На мгновение овладев собой, императорский лейб-медик собрался было с духом — и тут же снова обессилел. Он совершенно отчетливо вспомнил беспокойно проведенную ночь: как всего лишь несколько часов назад во сне, пьяный от любви, сжимал в объятиях цветущее тело юной женщины, то самое, что сейчас лежит перед ним худое, в лохмотьях, сотрясаемое судорогами рыданий.
Дважды он открывал рот и вновь, не издав ни звука, закрывал — не было слов.
— Лизель, — выжал он наконец, - Лизель, тебе очень плохо? — Блуждая по комнате, его взгляд остановился на пустой деревянной миске из-под супа. — Гм. Да.

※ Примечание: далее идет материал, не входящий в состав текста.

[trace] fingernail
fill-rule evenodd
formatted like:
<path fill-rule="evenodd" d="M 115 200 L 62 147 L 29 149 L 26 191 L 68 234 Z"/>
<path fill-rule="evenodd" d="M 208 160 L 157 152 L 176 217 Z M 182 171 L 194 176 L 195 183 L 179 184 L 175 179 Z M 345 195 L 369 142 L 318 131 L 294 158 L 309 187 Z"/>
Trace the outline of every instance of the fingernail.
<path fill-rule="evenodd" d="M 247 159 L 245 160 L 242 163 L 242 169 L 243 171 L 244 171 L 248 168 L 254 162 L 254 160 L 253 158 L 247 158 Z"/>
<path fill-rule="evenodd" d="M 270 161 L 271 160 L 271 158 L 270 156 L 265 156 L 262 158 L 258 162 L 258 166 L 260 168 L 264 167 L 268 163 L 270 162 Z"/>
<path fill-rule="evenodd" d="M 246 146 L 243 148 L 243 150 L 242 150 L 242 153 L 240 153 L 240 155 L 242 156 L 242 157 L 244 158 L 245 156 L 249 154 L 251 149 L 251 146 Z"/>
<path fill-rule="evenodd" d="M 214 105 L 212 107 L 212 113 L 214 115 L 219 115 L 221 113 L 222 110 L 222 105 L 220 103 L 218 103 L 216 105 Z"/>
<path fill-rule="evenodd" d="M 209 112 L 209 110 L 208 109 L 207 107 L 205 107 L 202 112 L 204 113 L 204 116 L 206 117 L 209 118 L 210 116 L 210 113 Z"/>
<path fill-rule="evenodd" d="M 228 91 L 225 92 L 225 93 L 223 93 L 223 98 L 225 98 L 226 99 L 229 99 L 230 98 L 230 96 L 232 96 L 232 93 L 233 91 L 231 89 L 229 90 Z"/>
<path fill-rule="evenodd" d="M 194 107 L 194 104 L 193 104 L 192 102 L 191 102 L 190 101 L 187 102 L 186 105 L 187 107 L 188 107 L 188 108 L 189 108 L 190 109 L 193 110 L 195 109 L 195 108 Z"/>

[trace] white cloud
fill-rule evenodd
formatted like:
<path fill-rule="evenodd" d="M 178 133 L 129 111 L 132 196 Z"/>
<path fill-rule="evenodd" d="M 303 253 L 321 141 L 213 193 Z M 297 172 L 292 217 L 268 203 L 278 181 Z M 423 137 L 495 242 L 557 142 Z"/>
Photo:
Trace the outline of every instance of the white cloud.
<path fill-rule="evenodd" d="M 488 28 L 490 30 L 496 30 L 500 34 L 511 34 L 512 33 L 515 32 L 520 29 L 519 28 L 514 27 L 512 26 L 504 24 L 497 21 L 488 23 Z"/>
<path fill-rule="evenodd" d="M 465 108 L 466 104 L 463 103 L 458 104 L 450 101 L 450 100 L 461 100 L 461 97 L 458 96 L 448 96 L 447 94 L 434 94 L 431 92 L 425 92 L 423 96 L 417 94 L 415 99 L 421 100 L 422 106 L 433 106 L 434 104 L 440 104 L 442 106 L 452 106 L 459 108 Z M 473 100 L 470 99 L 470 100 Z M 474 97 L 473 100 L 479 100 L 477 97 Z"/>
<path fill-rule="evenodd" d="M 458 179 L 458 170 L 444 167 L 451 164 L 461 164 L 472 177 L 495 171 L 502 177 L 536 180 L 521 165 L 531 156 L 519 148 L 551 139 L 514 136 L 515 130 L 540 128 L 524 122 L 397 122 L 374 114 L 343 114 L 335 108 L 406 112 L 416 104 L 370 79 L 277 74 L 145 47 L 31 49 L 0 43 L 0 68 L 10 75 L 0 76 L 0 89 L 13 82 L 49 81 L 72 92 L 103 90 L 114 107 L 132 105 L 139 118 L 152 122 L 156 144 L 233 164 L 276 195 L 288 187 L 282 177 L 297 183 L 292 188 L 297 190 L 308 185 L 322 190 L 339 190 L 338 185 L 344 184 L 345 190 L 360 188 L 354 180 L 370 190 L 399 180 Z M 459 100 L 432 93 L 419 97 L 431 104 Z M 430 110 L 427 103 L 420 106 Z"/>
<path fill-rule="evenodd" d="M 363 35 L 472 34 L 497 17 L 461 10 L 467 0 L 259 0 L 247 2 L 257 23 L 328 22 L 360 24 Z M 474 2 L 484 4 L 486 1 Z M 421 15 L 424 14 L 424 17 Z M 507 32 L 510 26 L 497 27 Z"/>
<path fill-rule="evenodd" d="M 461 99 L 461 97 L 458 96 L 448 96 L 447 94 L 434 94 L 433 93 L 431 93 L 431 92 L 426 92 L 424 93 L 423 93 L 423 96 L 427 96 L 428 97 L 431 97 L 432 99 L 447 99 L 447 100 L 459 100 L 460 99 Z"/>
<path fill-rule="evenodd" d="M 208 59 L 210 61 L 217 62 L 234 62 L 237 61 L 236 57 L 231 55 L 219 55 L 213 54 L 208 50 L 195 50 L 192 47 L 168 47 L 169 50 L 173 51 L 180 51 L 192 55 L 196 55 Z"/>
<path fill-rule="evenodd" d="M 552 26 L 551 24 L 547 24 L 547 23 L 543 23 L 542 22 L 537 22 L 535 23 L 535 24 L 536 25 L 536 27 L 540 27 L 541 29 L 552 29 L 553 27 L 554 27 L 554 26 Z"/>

Лизель, могу ли я тебечем-нибудь помочь?
В былые времена она ела с серебра; содрогнувшись, он взглянул на грязную постель — гм, и... и спала на белоснежных простынях.
Не отрывая от лица ладоней, старуха резко качнула головой.
Слышны были ее глухие сдавленные всхлипы.
Его фотография смотрела на него в упор, мутное зеркало у окна бросало косой луч на весь ряд: сплошь стройные кавалеры, всех их он хорошо знал, с иными, чопорными поседевшими князьями и баронами, встречался до сих пор, и среди них он сам с искрящимися весельем глазами, в сюртуке с золотыми позументами, с треуголкой под мышкой.
Едва лейб-медик заметил портрет, как невольное желание потихоньку унести его с собой заставило протянуть руку, но тут же, опомнившись, он пристыженно отдернул ее.
Флугбайль перевел глаза на Лизу, и горячее сочувствие вдруг охватило его: спина и плечи старухи все еще содрогались от сдерживаемых рыданий.
Позабыв о ее грязных волосах, он осторожно, как будто не доверяя себе, положил руку ей на голову, робко погладил.